Hardy closed up his notes binder, turned off the back light and walked to his little tool room behind the kitchen where he kept his maps. There, he looked up Theresa Hanover's address, which was on Washington Street at Scott, in Pacific Heights.
Fifteen blocks in a straight line from Alamo Square.
23
Hardy was up at five o'clock, showered, shaved and dressed in a half hour. Opening the door to his upstairs bedroom, he was surprised to see light from the kitchen, more surprised to see his daughter, Rebecca, up and dressed for school. She sat writing at the dining room table with her schoolbooks spread around her. Looking up at him, she smiled. "Howdy, stranger." "Not you, too."
"What?"
"You know what. I'm in trial. It's how I support us financially, and unfortunately it involves putting in long hours once in a while, which is not something I enjoy as much as everyone here at home seems to believe.
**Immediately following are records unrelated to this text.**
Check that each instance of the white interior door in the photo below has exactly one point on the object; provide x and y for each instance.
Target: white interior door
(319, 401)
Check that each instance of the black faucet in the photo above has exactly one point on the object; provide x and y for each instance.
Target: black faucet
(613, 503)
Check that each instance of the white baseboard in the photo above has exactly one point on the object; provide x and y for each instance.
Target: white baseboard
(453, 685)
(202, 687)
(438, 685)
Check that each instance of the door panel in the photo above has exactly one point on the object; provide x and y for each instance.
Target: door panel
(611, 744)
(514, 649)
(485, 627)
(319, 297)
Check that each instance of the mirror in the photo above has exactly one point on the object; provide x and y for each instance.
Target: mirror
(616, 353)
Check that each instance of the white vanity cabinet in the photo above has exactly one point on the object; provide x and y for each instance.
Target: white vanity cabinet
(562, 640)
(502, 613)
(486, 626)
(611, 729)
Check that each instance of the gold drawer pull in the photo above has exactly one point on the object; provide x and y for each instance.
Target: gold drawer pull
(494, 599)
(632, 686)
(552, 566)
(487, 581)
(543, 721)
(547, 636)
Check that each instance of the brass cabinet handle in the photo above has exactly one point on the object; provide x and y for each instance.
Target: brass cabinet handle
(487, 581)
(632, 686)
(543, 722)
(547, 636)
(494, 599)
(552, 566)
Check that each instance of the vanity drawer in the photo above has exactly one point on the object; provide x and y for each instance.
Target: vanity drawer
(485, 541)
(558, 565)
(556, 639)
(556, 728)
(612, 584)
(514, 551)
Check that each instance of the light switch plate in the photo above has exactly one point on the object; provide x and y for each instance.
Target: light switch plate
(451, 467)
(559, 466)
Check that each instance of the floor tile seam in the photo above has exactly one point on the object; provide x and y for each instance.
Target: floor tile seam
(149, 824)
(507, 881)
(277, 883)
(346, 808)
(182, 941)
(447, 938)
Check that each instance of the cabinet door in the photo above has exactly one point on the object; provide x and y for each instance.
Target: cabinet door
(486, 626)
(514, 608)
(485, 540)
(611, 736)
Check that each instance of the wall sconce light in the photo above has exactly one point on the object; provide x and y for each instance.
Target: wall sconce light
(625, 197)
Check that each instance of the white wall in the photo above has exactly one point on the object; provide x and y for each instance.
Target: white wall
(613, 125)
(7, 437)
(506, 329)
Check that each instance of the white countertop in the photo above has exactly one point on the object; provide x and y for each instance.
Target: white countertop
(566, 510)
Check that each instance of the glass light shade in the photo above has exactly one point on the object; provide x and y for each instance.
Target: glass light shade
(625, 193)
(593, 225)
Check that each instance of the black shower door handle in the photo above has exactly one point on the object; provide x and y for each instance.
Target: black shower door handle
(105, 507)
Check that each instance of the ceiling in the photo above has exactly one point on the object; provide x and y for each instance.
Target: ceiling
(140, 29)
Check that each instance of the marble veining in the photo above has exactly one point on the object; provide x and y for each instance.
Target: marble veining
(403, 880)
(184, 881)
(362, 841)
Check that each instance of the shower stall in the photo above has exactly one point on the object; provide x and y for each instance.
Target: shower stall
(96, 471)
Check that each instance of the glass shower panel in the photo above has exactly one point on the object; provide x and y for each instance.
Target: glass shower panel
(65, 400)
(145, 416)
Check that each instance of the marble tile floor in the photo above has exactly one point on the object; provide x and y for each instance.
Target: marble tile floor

Have you eaten?"
"No." "Plan to?"
She shrugged.
"I could make you something." "What are you having?" "Just some coffee." "I'll have that, too."
"No food? You know, protein to see you through those grueling school hours."
She stopped writing, smiled up at him again. "Are you having any?"
"I'm an adult," he said. "I have no needs."
"Well, I'm eighteen."
"I'm vaguely aware of that. I was there for your birth. But what's your point?"
"Just that I'm an adult, too. In many states."
"But here, as a full-time student with energy needs, you still need food."
"But not breakfast."
"It's the most important meal of the day." "That's what everybody says, but if I eat it every morning, I'll get fat."
"You'll never get fat. You work out every day." "I might stop."
"When you do, you can stop eating."
A pause. "Okay, I'll have something if you do."
Hardy felt his shoulders relax. He walked over and planted a kiss on the top of his daughter's head. "The way you argue, you ought to be a lawyer. I'd hate to face you in court."
Abstractedly, she reached an arm up and put it around his neck. "I love you, you know, even when you're gone a lot. But I do miss you."